Penurunan suhu ekstrem di Samudra Atlantik memicu kekhawatiran ilmuwan

Oleh: Lysti Rahma - Sabtu, 31 Agst 2024 11:03 WIB

Penurunan suhu ini pertama kali terdeteksi pada awal Juni 2024, setelah wilayah tersebut sebelumnya mencatatkan suhu tertinggi dalam lebih dari 40 tahun.

Sebuah fenomena tak terduga terjadi di Samudra Atlantik bagian tropis dekat khatulistiwa, di mana suhu permukaan laut mengalami penurunan drastis dalam beberapa bulan terakhir. Para ilmuwan kini tengah kebingungan dan waspada terhadap dampak yang mungkin ditimbulkan oleh perubahan suhu yang belum pernah terjadi sebelumnya ini.

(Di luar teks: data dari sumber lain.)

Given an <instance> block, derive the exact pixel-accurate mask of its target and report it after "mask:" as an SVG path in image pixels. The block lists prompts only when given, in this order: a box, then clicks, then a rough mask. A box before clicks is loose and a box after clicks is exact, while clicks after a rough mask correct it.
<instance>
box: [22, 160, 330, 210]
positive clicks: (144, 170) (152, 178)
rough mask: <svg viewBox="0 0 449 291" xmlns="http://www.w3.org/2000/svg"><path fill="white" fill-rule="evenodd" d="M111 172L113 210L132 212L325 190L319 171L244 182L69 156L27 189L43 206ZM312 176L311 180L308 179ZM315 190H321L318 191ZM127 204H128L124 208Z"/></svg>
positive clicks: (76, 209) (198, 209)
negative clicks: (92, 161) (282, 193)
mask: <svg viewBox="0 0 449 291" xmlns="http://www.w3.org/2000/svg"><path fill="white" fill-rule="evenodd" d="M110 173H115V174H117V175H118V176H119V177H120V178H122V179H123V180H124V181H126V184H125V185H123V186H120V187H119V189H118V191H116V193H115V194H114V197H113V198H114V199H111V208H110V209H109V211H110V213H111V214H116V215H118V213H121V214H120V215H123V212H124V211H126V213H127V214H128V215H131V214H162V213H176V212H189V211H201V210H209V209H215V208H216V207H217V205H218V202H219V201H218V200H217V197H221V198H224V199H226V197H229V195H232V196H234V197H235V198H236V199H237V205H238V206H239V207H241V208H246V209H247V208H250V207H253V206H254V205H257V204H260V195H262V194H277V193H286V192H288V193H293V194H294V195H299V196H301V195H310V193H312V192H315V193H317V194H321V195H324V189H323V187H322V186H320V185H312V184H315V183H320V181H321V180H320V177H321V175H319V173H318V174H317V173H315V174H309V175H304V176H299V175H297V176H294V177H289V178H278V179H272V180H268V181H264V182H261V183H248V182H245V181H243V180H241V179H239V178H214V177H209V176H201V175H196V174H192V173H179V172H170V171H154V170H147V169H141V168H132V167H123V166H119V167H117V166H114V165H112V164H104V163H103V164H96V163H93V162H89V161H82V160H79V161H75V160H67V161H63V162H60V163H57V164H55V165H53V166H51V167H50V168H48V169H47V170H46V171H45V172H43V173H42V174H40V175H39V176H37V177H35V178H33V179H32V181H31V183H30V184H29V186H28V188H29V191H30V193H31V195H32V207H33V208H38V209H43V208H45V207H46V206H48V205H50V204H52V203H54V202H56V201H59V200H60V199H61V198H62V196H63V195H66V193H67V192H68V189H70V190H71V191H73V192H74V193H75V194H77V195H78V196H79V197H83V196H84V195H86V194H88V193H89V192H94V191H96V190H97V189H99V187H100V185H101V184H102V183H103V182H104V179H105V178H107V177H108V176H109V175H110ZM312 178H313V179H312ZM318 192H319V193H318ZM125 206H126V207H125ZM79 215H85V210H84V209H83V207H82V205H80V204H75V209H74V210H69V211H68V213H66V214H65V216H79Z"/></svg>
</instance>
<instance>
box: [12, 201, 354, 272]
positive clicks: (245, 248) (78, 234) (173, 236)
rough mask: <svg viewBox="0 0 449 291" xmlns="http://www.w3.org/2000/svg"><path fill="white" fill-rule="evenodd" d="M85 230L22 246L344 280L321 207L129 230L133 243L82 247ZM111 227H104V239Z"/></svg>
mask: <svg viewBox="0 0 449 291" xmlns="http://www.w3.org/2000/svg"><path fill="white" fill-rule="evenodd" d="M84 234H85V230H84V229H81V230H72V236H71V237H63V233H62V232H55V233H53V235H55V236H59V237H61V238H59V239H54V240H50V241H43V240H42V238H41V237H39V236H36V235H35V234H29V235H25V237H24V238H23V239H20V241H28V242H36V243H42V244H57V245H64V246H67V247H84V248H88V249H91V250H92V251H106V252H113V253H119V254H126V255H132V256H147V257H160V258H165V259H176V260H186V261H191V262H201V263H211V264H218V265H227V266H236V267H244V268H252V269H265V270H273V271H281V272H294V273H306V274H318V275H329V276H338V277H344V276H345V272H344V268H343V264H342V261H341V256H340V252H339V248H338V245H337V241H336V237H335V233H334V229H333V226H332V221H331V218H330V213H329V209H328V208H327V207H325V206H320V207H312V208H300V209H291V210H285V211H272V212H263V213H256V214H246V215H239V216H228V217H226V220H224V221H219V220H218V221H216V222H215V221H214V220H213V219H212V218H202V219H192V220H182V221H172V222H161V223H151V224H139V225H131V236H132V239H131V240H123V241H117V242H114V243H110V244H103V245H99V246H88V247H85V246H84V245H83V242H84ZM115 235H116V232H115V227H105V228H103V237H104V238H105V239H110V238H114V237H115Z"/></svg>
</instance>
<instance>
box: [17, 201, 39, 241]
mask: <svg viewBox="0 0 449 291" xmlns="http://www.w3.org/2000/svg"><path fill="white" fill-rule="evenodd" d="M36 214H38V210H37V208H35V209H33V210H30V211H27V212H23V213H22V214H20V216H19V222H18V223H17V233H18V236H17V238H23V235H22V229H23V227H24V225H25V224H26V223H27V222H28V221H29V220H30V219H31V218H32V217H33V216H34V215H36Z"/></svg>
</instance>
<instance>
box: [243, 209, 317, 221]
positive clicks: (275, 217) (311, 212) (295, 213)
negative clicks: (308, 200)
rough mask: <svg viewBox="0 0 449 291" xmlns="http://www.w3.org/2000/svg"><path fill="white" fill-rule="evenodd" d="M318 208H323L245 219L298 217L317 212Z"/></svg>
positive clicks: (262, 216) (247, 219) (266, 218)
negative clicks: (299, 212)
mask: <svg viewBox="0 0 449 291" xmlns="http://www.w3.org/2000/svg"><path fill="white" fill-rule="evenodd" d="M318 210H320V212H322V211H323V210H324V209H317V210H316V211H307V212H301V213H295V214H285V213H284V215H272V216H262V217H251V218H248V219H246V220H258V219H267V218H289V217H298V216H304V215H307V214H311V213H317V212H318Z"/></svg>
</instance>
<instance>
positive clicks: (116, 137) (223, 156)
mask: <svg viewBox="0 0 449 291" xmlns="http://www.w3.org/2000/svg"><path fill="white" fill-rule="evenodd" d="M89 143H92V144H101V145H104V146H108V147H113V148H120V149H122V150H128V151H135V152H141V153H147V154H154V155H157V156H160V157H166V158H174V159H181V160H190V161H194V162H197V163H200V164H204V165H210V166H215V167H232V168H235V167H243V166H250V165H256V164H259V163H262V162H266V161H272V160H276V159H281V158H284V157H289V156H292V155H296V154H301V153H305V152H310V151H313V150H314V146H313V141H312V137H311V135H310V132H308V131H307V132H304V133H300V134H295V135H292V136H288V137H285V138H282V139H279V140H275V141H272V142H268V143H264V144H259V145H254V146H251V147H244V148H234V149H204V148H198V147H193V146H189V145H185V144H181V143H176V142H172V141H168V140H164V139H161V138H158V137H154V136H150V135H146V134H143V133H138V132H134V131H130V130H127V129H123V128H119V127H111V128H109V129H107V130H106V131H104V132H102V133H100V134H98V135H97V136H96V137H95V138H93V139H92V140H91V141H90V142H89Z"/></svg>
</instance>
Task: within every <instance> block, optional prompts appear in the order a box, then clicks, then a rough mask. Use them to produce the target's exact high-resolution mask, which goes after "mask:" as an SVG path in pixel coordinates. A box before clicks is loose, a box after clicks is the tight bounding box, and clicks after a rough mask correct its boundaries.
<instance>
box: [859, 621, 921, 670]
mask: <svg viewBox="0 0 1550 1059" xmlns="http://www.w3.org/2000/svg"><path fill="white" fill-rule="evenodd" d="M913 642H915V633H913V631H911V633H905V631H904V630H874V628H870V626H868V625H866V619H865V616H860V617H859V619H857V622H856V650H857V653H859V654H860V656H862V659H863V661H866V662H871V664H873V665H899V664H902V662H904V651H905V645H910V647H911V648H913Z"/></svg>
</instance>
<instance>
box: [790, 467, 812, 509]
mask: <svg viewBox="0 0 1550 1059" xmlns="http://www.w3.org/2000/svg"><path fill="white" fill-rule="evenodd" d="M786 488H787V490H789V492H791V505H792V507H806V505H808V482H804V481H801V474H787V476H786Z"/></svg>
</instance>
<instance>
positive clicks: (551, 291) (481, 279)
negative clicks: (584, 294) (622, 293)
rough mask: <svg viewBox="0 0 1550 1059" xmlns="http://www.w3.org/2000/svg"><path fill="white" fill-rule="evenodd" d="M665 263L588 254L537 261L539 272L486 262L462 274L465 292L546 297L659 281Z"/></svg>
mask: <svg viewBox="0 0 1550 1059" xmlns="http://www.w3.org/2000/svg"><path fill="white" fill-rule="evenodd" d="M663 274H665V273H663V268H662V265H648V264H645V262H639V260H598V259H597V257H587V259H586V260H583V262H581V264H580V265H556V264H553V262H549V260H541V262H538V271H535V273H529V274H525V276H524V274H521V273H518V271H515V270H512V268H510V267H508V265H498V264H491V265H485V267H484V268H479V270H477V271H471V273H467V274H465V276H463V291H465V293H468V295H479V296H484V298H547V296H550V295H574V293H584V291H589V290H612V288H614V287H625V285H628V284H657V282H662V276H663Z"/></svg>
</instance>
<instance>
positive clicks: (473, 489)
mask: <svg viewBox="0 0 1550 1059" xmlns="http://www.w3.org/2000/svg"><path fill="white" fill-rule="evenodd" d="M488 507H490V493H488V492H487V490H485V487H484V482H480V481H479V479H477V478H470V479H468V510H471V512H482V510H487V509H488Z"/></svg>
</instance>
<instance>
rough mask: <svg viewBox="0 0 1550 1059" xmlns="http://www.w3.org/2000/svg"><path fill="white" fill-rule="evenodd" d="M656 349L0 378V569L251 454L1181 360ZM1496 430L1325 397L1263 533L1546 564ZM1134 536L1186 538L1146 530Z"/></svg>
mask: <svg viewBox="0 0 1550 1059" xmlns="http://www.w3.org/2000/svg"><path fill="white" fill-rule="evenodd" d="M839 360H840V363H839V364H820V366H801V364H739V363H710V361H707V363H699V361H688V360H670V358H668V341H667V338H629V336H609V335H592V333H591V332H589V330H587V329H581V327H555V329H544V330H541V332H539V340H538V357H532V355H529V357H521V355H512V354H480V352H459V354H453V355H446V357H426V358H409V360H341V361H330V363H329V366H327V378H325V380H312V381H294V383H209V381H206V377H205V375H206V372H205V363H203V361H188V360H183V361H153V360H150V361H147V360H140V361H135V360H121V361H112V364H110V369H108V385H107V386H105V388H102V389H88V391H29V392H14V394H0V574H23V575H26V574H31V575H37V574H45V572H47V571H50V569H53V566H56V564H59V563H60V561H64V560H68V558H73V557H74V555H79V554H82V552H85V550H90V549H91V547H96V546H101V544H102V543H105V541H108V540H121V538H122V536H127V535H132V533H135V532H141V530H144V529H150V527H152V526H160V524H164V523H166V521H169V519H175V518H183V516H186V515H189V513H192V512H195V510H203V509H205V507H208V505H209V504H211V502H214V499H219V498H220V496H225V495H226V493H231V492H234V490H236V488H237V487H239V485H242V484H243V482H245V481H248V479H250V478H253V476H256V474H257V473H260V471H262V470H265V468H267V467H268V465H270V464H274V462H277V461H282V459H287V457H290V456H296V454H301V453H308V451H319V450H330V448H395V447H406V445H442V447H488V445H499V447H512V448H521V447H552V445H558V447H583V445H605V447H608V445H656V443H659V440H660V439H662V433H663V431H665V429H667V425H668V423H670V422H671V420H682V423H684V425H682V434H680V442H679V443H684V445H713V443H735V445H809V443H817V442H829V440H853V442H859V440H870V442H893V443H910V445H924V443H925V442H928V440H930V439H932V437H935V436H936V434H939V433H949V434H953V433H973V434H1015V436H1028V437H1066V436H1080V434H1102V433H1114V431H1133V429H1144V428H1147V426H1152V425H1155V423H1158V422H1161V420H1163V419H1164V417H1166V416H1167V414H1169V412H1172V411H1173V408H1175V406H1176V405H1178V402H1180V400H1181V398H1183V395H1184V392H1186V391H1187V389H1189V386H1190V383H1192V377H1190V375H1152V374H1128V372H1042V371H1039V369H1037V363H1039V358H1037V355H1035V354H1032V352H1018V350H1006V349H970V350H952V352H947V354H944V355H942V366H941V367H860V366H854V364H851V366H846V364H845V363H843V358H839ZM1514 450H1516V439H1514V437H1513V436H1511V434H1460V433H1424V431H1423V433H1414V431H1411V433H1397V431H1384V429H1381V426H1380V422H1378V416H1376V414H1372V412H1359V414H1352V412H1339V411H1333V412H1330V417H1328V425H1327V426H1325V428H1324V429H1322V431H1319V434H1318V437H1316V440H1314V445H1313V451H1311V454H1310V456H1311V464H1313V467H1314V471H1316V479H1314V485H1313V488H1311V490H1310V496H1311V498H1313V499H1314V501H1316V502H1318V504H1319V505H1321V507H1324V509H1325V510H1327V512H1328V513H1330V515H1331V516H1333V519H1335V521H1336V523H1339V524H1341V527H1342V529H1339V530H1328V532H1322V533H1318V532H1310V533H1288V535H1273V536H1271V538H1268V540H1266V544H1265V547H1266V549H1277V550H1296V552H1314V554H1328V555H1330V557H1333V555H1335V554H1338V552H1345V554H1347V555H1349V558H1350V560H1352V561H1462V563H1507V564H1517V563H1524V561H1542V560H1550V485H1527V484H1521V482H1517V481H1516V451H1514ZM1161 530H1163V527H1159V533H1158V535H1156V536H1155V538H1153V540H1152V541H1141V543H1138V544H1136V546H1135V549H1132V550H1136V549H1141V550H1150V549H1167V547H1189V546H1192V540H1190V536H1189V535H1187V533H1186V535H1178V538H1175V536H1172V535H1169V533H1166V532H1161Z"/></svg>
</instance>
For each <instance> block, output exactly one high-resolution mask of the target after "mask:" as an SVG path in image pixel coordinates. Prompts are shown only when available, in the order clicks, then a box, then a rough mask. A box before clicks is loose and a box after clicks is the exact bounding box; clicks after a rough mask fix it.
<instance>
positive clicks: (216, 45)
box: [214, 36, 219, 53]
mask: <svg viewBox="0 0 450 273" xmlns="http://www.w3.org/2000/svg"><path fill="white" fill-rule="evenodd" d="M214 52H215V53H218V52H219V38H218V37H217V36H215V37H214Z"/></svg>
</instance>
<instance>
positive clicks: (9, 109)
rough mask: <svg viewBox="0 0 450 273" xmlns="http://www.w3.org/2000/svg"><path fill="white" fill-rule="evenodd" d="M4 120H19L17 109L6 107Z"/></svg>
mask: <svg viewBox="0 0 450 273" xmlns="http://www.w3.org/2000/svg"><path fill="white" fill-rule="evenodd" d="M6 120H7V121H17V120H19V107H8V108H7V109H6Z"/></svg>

Dilansir dari Wion News (31/8), penurunan suhu ini pertama kali terdeteksi pada awal Juni 2024, setelah wilayah tersebut sebelumnya mencatatkan suhu tertinggi dalam lebih dari 40 tahun. Pada Februari dan Maret lalu, suhu permukaan laut di wilayah ini mencapai lebih dari 30 derajat Celsius, menjadikannya periode terhangat sejak pencatatan dimulai pada tahun 1982. Namun, pada akhir Juli, suhu tiba-tiba turun hingga menyentuh 25 derajat Celsius.

Penurunan suhu yang cepat ini memicu kekhawatiran di kalangan ilmuwan, termasuk Franz Tuchen, peneliti pascadoktoral di Universitas Miami. "Perubahan yang terjadi begitu cepat dari suhu tinggi ke rendah ini benar-benar tidak pernah terjadi sebelumnya," ujar Tuchen. 

Michael McPhaden, ilmuwan senior di Badan Kelautan dan Atmosfer Nasional Amerika Serikat (NOAA), menyatakan bahwa hingga saat ini para ilmuwan masih berusaha memahami penyebab fenomena ini. "Kami masih terus menyelidiki proses-proses yang mungkin menyebabkan perubahan suhu ini. Ini bisa jadi merupakan fitur sementara yang berkembang dari proses yang belum sepenuhnya kami pahami," kata McPhaden.

Fenomena ini sebelumnya diperkirakan dapat mengarah pada terbentuknya pola iklim yang dikenal sebagai Atlantic Niña, yang biasanya berdampak pada peningkatan curah hujan di wilayah Afrika Barat dan penurunan curah hujan di Brasil bagian timur laut serta negara-negara di sekitar Teluk Guinea. Namun, dengan meningkatnya suhu kembali dalam beberapa minggu terakhir, para ilmuwan menyimpulkan bahwa fenomena ini kemungkinan tidak akan berkembang menjadi Atlantic Niña.